The Regulars by Georgia Clark | Rating: ★☆☆☆☆

“She was a road trip without a map.” 

This... wasn't for me. To put it simply? Not my cup of tea. I wanted to like The Regulars. So. Much. Because, the plot is utterly unique and magical, it relies on societies view of what makes someone beautiful and the lengths women will go to just to feel pretty; Georgia Clark's prose is great and everything about the novel had potential.

The problem was that everything just fell short. While I did find myself relating to bits and pieces, highlighting various portions of the narration, I found everything else to just be missing something. None of the characters are especially likable, not even in the unlikable way that circles back around to 'likable' and there were so many layers to The Regulars that bordered on problematic instead of social commentary or satire. 

Which felt sloppy and not very enjoyable. I'm not typically the type of person who has secondhand embarrassment in literature but there were so many moments in this book where I felt awkward about something. For example, trying not to spoil it, there's a scene with a, uh, trophy, that was--well, err... awkward. Further, a lot of the so-called feminism in The Regulars didn't quite feel like feminism and instead was just... out of place.
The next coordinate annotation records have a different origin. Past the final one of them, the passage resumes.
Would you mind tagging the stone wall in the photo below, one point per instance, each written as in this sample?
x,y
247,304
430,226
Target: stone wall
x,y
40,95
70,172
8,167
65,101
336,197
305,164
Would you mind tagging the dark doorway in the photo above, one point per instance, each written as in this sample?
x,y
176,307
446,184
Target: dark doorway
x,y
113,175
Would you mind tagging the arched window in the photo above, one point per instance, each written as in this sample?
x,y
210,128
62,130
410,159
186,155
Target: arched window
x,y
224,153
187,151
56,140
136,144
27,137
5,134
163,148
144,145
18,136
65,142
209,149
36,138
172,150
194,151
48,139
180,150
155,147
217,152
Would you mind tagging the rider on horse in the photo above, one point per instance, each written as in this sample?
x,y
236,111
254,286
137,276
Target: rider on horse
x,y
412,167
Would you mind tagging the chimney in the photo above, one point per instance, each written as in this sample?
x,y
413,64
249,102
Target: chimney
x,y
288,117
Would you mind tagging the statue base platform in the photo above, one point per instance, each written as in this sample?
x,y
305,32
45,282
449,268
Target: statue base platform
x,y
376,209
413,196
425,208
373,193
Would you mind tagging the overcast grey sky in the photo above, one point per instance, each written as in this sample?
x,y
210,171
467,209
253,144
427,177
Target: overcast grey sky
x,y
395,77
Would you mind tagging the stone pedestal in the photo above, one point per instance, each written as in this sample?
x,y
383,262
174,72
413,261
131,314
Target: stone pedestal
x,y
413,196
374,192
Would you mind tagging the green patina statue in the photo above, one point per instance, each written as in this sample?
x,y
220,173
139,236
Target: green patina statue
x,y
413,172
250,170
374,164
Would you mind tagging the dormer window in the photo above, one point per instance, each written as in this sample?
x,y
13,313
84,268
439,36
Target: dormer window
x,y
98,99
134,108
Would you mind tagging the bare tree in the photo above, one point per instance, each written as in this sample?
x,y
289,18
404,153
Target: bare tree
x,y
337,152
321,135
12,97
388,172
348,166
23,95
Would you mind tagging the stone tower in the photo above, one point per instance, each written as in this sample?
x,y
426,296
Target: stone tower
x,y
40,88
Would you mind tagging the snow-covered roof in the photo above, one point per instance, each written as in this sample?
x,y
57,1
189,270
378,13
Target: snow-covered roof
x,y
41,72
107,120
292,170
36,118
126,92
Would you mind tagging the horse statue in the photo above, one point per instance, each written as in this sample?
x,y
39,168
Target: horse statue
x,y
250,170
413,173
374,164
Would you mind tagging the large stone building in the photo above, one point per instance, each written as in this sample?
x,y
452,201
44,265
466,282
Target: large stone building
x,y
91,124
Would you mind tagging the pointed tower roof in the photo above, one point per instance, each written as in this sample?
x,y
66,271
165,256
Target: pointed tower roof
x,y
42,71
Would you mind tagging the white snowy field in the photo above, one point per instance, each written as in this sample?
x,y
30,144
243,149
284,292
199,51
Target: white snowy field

There were so many things about this book that just rubbed me the wrong way and I am not able to look past for one reason or another. 

“We need role models who look like real girls.” Yes, there are a lot of things that need to be talked about in beauty and fashion. These unreachable goals, all the pressure. But we also need to not say things LIKE THAT. Because that only adds to the problem, in context and out of context. It invites people to, when they seem ultra thin girls or larger girls or whatever body type someone has, make unwanted comments about the physical attributes of our peers and opens an unwanted can of body shaming.

There are ways to address problems. There are ways to not.

While these flaws and elements could have been explored and, of course, redeemed, there wasn't much of that to be found by the end of the novel. We had Evie, Krista and Willow spend the entire novel essentially searching for themselves which could have provided an emotional depth to the novel but didn't.

One of the novels biggest problems, beyond its portrayal of beauty and feminism and self-love, was that it felt like it was trying to be upfront and raw. In its quest to be edgy, it felt awkward and utterly silly in the worst ways. I had a hard time getting through it which was an entirely different level of disappointment.

Overall, The Regulars could have been better. Not a single moment of this book was for me and I am still a bit annoyed with it for various reasons. However, I do have to give Georgia Clark a few props. The premise was nice. The writing wasn't bad. Somehow, combined, it was subpar and problematic.